Monday, August 28, 2006

Smoke and Mirrors


Keith Richards is facing his latest bust, for smoking on stage at a Stones gig in Hampden Park in contravention of Scotland's new anti-smoking laws. Though I am an enthusiastic supporter of such laws, surely this is the sort of move that only alienates people further in an over-zealous application of the law. Perhaps Keef should not be above the law anymore than anybody else but he is hardly going to be as put out by the fifty pound fine as your average Glaswegian might be. It is disproportionate and silly and only contributes to the impression that such laws are the conception of humourless killjoys. The fact that Richards is being rapped for smoking at an outdoor concert calls into question the wisdom of the law banning smoking in outdoor work environments. Under Ireland's much more sensible laws he would be allowed to smoke as much as he liked, provided the work-area in which he was smoking had fifty percent of its surface area exposed. Workplace smoking bans are laudable on a purely pragmatic basis; in Ireland the majority of people - including a majority of smokers - support the laws and they will gradually eliminate smoking in society over ten to fifteen years, as well as protecting the health of those previously exposed to noxious smoke. Glasgow City Council's move to prosecute Keith Richards does not fall in with this pragmatism.

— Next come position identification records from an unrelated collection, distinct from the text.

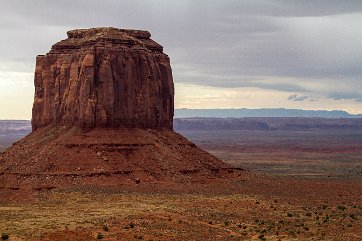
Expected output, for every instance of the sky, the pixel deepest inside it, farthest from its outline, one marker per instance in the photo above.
(304, 54)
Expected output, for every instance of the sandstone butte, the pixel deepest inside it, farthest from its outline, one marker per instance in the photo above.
(102, 116)
(104, 77)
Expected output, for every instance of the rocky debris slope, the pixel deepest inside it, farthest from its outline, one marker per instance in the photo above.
(104, 77)
(61, 156)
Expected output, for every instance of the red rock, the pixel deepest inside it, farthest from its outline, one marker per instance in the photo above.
(104, 77)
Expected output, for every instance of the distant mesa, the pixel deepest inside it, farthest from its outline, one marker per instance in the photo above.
(104, 77)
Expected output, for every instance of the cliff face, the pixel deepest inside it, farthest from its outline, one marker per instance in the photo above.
(104, 77)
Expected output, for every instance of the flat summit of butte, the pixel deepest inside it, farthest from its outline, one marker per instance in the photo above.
(103, 116)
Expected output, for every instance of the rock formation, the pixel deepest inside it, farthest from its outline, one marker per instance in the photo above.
(104, 77)
(102, 116)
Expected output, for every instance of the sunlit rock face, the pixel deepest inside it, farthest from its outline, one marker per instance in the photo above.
(104, 77)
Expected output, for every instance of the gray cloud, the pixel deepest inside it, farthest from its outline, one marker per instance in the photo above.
(293, 46)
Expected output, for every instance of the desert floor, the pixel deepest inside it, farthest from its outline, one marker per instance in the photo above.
(252, 207)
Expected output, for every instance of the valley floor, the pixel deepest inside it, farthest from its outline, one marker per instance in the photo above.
(252, 207)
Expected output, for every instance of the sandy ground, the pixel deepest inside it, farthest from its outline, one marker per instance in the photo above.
(254, 207)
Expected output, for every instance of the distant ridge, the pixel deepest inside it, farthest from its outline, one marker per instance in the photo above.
(265, 112)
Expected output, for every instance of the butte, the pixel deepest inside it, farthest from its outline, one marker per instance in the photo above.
(103, 116)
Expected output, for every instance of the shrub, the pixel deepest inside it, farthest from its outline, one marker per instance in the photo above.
(5, 236)
(105, 227)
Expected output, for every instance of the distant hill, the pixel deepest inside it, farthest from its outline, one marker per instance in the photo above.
(11, 131)
(280, 112)
(268, 123)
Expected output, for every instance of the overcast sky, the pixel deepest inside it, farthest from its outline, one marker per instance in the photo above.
(224, 53)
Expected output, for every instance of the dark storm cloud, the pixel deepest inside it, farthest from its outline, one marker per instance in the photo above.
(277, 44)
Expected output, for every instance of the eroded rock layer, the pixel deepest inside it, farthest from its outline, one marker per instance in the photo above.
(104, 77)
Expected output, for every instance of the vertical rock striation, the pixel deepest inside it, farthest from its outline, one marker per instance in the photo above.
(104, 77)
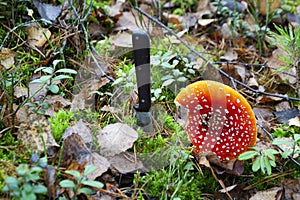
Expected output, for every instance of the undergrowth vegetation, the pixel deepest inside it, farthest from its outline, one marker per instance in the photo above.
(172, 171)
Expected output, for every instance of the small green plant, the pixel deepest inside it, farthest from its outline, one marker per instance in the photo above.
(51, 81)
(53, 76)
(60, 122)
(81, 184)
(169, 74)
(293, 150)
(289, 41)
(179, 180)
(25, 185)
(261, 26)
(264, 159)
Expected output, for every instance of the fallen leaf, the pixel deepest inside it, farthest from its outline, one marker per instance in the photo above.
(284, 116)
(126, 163)
(37, 37)
(36, 132)
(7, 58)
(102, 165)
(122, 39)
(275, 61)
(205, 22)
(230, 55)
(130, 21)
(116, 138)
(275, 193)
(114, 11)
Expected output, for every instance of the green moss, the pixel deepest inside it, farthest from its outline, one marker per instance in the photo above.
(60, 122)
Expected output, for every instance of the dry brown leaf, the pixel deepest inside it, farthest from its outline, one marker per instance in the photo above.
(126, 163)
(276, 62)
(275, 193)
(230, 55)
(123, 39)
(262, 99)
(116, 138)
(102, 165)
(37, 37)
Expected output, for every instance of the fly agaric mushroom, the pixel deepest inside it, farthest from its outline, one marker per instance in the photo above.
(219, 119)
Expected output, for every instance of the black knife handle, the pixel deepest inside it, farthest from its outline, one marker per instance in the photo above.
(141, 54)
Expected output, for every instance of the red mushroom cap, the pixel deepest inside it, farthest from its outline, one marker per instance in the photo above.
(219, 119)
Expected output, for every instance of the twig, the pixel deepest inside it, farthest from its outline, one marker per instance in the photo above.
(210, 63)
(272, 138)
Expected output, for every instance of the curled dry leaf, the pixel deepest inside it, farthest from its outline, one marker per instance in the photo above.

Meanwhile, French health minister Xavier Bertrand has announced that a ban on smoking in public places will be implented in January of next year, with bar-tabacs, some restaurants and other places exempt for the first year. A sensible enough compromise. His own government and his own ministry however have distanced themselves from his comments, fearful of implementing a possibly unpopular law before next year's Presidential and Legislative elections. The French will not go for the ban as enthusiastically as the Scandanavians and the Irish before them, but they are not as heavy smokers as is popularly imagined. Certainly those that drink in France smoke a lot but if you go to any small town in the French provinces, the non-smoking section is generally the larger one. If the Italians could do the ban before them, and they smoke a lot more than the French, then there should not be too much trouble here.